Question posées à Jérôme Valluy à France Soir le 31 janvier 2014

 

Jérôme Valluy est :

  • Professeur à l’université PANTHÉON-SORBONNE (PARIS 1),
  • chercheur à l’université de Technologie de Compiègne (UTC)
  • élu FERC SUP CGT au Conseil National de l’Enseignement Supérieur et de la Recherche

LE MINISTÈRE ESTIME QUE « LE DÉVELOPPEMENT DES MOOCS DANS LES DIX PROCHAINES ANNÉES REDÉFINIRA LA CARTE UNIVERSITAIRE INTERNATIONALE ».
LES MOOCS PEUVENT-ILS REMPLACER LES COURS PHYSIQUES À TERME ?

C’est peu probable : la présence physique de l’apprenant sur le site de formation, la mise à disposition d’infrastructures de vie universitaire, les interactions entre étudiant-e-s et personnels, les apprentissages informels par socialisation dans le milieu estudiantin, demeurent à la base de la transmission des connaissances. Les prédictions futuristes du ministère ne reposent sur rien, si ce n’est l’envie de substituer aux cours en présence des enregistrements moins coûteux.

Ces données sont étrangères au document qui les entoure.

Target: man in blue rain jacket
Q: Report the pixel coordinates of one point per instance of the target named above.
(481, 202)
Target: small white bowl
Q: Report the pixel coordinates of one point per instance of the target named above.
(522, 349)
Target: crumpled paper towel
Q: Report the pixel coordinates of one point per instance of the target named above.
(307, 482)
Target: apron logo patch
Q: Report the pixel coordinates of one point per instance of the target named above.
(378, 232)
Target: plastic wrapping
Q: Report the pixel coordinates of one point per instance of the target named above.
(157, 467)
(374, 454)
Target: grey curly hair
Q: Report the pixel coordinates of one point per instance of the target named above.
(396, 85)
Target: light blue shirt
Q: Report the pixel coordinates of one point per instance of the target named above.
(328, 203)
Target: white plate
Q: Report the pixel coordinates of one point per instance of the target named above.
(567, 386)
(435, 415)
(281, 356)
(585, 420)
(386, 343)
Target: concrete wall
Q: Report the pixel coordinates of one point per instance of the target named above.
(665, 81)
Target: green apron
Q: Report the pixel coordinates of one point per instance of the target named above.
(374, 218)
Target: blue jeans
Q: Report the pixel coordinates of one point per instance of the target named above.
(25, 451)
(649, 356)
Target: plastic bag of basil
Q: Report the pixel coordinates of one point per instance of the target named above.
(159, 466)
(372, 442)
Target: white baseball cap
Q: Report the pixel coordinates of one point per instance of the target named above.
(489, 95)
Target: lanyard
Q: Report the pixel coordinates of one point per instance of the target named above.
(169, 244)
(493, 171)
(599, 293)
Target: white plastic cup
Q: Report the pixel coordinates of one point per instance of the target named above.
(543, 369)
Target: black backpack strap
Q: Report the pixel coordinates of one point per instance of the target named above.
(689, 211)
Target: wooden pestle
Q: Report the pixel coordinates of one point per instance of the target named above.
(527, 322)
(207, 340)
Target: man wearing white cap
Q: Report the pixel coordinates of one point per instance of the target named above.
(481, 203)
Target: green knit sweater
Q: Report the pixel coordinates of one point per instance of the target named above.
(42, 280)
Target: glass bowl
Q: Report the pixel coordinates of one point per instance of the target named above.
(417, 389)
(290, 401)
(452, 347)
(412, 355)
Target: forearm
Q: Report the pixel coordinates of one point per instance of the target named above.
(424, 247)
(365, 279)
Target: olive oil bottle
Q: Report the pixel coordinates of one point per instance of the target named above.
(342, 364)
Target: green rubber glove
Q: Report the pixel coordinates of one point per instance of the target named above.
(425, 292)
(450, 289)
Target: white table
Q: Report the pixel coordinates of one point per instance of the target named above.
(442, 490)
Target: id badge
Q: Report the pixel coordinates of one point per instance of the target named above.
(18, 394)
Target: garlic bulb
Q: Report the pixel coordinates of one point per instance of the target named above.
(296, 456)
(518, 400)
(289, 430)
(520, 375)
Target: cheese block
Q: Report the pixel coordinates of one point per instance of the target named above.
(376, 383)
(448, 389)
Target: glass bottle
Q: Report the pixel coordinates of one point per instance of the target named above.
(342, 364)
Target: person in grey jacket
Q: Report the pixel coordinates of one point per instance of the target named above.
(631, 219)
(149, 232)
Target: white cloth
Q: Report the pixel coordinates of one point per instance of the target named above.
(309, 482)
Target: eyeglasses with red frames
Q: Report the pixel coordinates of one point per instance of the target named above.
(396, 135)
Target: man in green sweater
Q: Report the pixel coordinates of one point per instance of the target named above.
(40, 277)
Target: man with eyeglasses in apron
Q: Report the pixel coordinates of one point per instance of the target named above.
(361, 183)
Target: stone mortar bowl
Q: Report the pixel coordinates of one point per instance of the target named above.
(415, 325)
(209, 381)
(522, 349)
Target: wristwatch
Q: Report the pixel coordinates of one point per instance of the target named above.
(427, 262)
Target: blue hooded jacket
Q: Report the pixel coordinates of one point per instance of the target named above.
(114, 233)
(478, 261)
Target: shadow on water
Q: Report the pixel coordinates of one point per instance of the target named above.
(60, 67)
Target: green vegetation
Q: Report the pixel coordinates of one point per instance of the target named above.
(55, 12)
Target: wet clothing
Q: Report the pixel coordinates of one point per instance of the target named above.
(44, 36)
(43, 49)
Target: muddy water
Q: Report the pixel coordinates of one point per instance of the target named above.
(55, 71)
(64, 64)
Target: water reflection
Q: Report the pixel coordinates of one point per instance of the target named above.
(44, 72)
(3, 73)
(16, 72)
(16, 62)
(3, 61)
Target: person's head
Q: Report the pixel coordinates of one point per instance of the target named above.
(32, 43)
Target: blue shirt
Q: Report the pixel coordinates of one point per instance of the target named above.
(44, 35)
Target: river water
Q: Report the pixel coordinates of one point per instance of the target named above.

IL Y UN TAUX D’ABANDON ANNONCÉ DE 90%. SELON VOUS, À QUOI EST-CE DÛ ?

Cela est dû à tout ce que les étudiant-e-s « numériques » n’ont pas : des explications orales, pédagogiques, plus libres, plus simples ; une adaptation intuitive du pédagogue au niveau de son auditoire ; une aide de l’orateur à la concentration de son public ; la structuration de l’agenda de travail quotidien et hebdomadaire ; la possibilité de discuter entre étudiant-e-s du travail à faire, de la façon de s’organiser, des documents, des préparations ; les salles de travail silencieuses, les bibliothèques et équipements informatiques qui compensent la faiblesse des moyens personnels ; l’interaction avec les enseignants, chercheurs, administratifs, bibliothécaires…

QUE PENSEZ-VOUS DU MODÈLE ÉCONOMIQUE DES MOOCS ?

Il n’y a pas, pour le moment de modèle économique connu. Soit le numérique se fait à bas prix, les MOOC ne sont alors guère plus que des vidéos un peu enrichies, et l’offre de formation confine à l’escroquerie. Soit les MOOC sont techniquement et pédagogiquement sophistiqués et leurs coûts de production deviennent exorbitants. Or leur rentabilité, par certification finale payante, est faible en raison des taux d’abandon… sauf pour quelques entreprises pionnières qui ont bénéficié d’une position novatrice et d’une audience planétaire. Et encore… pour combien de temps ? La valorisation de leurs certifications sur le marché du travail n’est pas acquise à se ce jour.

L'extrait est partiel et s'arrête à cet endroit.